À qui profite la fraude?
Alors que la fraude à la publicité affaiblit les marques, toutes les autres parties en bénéficient ! Ce seul aspect a soutenu l'écrasante survie de la fraude dans l'industrie. Une aubaine pour les opérateurs de robots, qui empochent une part non négligeable des 140 milliards de dollars US dépensés par l'industrie publicitaire.
Mais ce ne sont pas seulement les botmasters ou les propriétaires de sites frauduleux qui en profitent. Les acheteurs médias peuvent également en bénéficier de façon involontaire : en augmentant les budgets d'achats à la performance en se basant, malheureusement, pour partie sur des inventaires rendus artificiellement plus performants.

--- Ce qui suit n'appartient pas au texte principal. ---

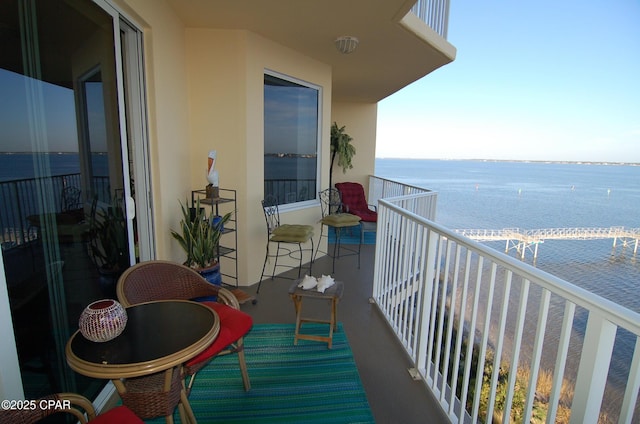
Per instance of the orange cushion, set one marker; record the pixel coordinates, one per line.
(233, 325)
(120, 414)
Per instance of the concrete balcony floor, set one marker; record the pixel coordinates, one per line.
(383, 365)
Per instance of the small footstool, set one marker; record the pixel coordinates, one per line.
(333, 294)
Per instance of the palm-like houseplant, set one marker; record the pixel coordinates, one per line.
(341, 149)
(200, 237)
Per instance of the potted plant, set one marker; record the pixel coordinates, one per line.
(108, 243)
(200, 238)
(341, 149)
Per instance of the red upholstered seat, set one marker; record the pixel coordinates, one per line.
(355, 202)
(233, 325)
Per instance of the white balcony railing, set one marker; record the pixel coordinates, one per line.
(466, 314)
(434, 13)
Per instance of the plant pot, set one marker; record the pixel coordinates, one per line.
(102, 320)
(212, 274)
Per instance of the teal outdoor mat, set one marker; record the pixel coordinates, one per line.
(307, 383)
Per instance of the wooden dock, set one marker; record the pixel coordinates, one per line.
(521, 240)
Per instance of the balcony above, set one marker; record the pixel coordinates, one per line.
(395, 47)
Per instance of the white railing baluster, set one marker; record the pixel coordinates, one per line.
(471, 341)
(461, 321)
(483, 346)
(515, 355)
(538, 343)
(633, 384)
(594, 366)
(561, 360)
(447, 351)
(498, 353)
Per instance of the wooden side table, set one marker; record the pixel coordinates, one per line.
(333, 294)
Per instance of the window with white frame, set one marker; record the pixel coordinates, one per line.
(291, 139)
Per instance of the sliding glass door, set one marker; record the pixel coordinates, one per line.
(67, 207)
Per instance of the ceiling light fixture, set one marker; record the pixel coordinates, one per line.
(346, 44)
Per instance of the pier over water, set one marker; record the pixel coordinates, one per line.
(521, 240)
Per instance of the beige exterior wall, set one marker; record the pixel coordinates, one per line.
(226, 86)
(168, 113)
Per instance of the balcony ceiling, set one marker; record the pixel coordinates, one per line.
(388, 58)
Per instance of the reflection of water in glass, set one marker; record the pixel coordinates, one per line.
(497, 195)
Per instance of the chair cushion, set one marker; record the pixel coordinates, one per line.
(233, 325)
(341, 220)
(292, 233)
(353, 197)
(120, 414)
(366, 215)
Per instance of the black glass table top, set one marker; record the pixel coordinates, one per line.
(154, 331)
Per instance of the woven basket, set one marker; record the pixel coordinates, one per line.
(103, 320)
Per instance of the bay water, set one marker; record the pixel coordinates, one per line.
(540, 195)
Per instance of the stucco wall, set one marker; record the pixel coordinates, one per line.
(359, 120)
(168, 112)
(205, 92)
(226, 91)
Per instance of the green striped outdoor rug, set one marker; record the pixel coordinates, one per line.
(307, 383)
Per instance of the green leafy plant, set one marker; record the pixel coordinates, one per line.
(341, 149)
(108, 243)
(198, 237)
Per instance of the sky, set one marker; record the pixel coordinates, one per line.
(532, 80)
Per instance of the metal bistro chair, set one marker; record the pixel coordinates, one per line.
(334, 218)
(284, 236)
(165, 280)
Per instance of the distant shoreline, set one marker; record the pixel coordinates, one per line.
(568, 162)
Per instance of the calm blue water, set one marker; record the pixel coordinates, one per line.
(16, 166)
(496, 195)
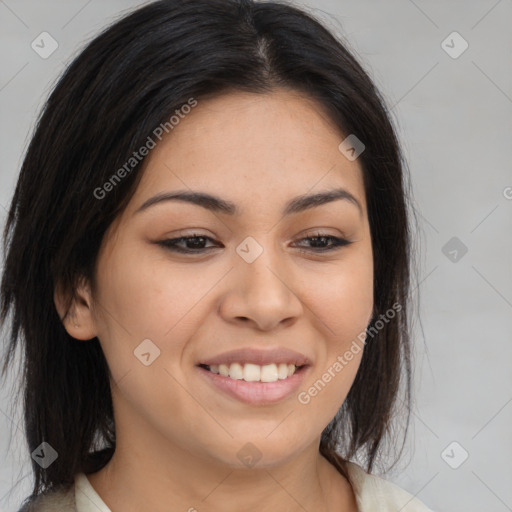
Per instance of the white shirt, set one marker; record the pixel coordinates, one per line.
(373, 494)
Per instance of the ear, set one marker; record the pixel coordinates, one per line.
(77, 314)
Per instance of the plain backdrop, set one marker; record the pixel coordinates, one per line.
(450, 95)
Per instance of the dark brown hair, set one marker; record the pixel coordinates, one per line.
(127, 81)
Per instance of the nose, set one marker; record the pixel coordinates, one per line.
(262, 293)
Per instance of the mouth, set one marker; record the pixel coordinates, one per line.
(250, 372)
(254, 376)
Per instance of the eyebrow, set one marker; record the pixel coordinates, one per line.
(217, 204)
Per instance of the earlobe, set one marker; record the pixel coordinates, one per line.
(76, 312)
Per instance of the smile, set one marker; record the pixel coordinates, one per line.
(253, 372)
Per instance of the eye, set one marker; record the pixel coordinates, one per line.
(196, 244)
(320, 242)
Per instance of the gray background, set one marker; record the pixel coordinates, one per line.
(454, 120)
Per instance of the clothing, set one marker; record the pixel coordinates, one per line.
(373, 494)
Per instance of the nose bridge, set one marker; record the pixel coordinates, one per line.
(262, 291)
(261, 264)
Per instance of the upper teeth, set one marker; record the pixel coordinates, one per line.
(253, 372)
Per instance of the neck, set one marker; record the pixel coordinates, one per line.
(139, 477)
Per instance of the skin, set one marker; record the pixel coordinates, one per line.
(177, 435)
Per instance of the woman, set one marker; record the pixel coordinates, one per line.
(208, 270)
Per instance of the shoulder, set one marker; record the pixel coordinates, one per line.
(375, 493)
(62, 500)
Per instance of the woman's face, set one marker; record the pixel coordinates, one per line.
(253, 292)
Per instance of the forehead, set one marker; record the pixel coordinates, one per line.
(251, 148)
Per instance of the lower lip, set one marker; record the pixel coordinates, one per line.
(256, 392)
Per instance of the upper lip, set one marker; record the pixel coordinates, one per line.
(259, 357)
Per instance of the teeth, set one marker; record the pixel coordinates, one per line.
(269, 373)
(236, 371)
(255, 373)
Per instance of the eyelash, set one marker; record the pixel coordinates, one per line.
(171, 244)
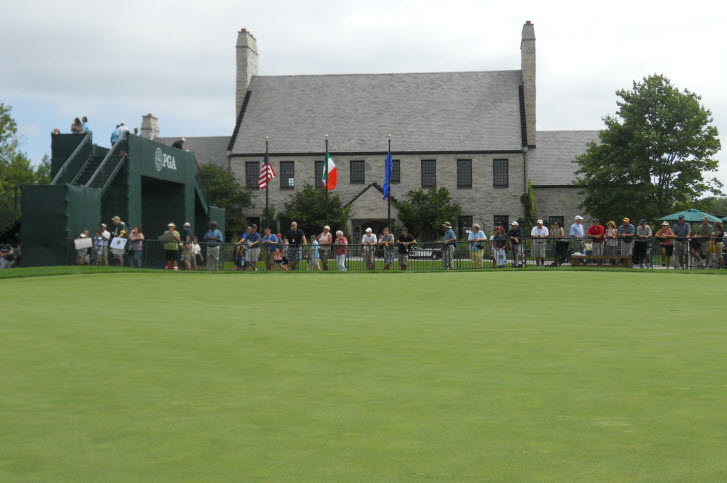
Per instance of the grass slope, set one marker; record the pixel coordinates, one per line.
(449, 376)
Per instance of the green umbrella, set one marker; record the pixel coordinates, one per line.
(691, 215)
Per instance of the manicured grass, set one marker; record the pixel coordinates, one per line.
(513, 375)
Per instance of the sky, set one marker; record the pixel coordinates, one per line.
(115, 61)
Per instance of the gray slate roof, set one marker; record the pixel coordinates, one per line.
(447, 111)
(550, 162)
(207, 149)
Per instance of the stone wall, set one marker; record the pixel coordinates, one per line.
(482, 202)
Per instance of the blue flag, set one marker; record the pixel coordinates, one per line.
(387, 181)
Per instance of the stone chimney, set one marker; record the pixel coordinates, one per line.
(527, 65)
(149, 127)
(246, 66)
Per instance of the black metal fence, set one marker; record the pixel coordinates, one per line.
(422, 257)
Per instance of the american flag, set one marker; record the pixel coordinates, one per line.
(266, 174)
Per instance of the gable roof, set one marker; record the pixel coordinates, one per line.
(207, 149)
(447, 111)
(550, 162)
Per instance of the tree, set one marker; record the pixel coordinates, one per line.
(425, 211)
(224, 191)
(15, 166)
(652, 156)
(307, 207)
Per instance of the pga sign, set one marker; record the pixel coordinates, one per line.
(162, 160)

L'achat programmatique (avec les open Exchanges et SSP's) répond à une demande légitime et efficace d'achat à faible coût. Cependant, choisir d'acquérir un inventaire discounté, c'est souvent choisir d'être moins regardant sur la qualité des formats, sur la manière dont est diffusée la publicité (exemple : quel emplacement) et en ayant une moindre maîtrise sur la sélection des sites et des contenus sur lesquels sont diffusées les publicités.
6 impacts majeurs sur le marché
Après avoir évoqué les raisons pour lesquelles la fraude est en augmentation, les différents types de fraudes et de ceux qui en bénéficient, concentrons-nous sur son impact sur l'industrie des médias on line.
Il est important de comprendre les mécanismes et ses implications, sinon, la fraude réussira à miner la confiance dans la publicité digitale et de son extraordinaire potentiel.
Nous pouvons dénombrer six principaux impacts négatifs de la fraude à la publicité sur notre marché :
1 - La fraude frappe toutes les plateformes
La publicité mobile et vidéo est en constante augmentation et ne montre aucun signe de ralentissement. Selon eMarketer, les publicités web vidéo atteindront 8 milliards de dollars US en 2016. Le marché mobile atteindra, quant à lui, 18 milliards de dollars US cette année.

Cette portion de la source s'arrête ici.